Kakamega Governor Fernandes Barasa at Kenyatta University’s 50th Postgraduate showcase ahead of graduation ceremony.[Courtesy]

The elusive and meagre funding for research in universities has now been identified as a major obstacle to Kenya’s ambition of achieving its own version of the Singapore dream.

The concern emerges at a time when President William Ruto is pushing to transform the country’s economy into a first-world powerhouse, mirroring the rapid development that propelled Singapore’s rise.

However, scholars warn that such aspirations will remain out of reach unless the government addresses chronic undefunding of research and innovation.

They argue that the country cannot attain world-class status while its universities key drivers of knowledge, technology and industrial advancement, operate with limited and inconsistent support.

On Friday, academics strongly faulted the State for failing to honour its long-standing commitment to allocate two per cent of the country’s GDP to research funding.

They noted that without meeting this obligation, the nation’s research ecosystem will continue to stagnate, undermining both economic transformation and the broader national development agenda.

Speakers at Kenyatta University’s 50th Postgraduate showcase seminar for PhD graduands on Friday warned that unless the State closes this gap, the country risks weakening its own knowledge base.

Kakamega Governor Fernandes Barasa, said the Treasury’s failure to meet its legal commitment has denied the country the innovations needed to confront its development challenges.

Barasa, who chairs the Finance, Planning and Economic Affairs Committee at the Council of Governors, has decried the lack of adequate funding for research, noting that in the last financial year, only Sh343 million was allocated to research against a Sh200 billion budget.

This means the allocation to research last year stood at just 0.17 per cent, a stark reminder of the government’s continued failure to honour its commitment to allocate 2 per cent of the GDP to research.

“We cannot speak about national progress while our research institutions remain starved of resources.

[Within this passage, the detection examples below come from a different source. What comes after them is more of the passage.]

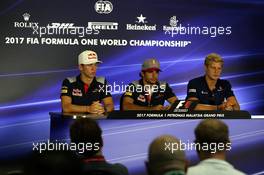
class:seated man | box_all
[120,58,177,110]
[186,53,240,110]
[146,135,188,175]
[187,119,244,175]
[61,50,114,114]
[70,118,128,175]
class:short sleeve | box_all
[60,79,71,96]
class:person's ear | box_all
[78,64,83,71]
[204,65,207,72]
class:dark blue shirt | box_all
[121,79,175,106]
[61,75,111,105]
[186,76,234,105]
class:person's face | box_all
[79,63,97,78]
[142,70,159,84]
[205,62,223,80]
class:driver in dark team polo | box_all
[120,59,177,110]
[61,50,114,114]
[186,53,240,110]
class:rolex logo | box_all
[23,13,30,21]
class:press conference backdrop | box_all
[0,0,264,115]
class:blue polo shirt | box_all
[61,75,111,105]
[186,76,234,105]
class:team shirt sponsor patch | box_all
[189,89,196,93]
[72,89,82,97]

The 2 per cent of GDP is not optional; it is a legal and moral obligation. Funding must translate into research that impacts communities, not papers that gather dust,” the governor stated.

With a Sh200 bullion revenue, it means the country would need to allocate about Sh4 billion to meet the two percent committment.

At the same time, there is renewed push for industry and government agencies to shift their reliance from politically conected private consultants and instead source expertise, technical guidance and research-backed solutions from local universities.

Scholars argue that strengthening the industry–university link is critical in grounding development decisions in evidence and local context.

Barasa also warned that the proliferation of private consultants—many trading on political networks—has overshadowed universities that have the technical capacity and authenticity to steer Kenya’s development agenda.

Kenyatta University Vice Chancellor Prof. Paul Wainaina echoed these concerns, arguing that the country’s dependence on foreign donors and external consultants for major State projects has sidelined public universities.

“We have world-class scholars whose expertise remains underutilised. Donor-funded projects routinly bypass local universities, yet no one understands Kenya’s development realities better than our own researchers,” Wainaina said.

To address this gap, the VC proposed a major policy shift by ring-fencing consultancy services for all State-funded projects to public university scholars and researchers.

He said this would ensure taxpayer-funded projects are guided by local knowlege, strengthen research culture and retain technical capacity within Kenyan institutions.

Both leaders called for a renewed national framework that aligns government, academia and industry, noting that such collaboration is essential for Kenya to realise the promise of innovation-led development.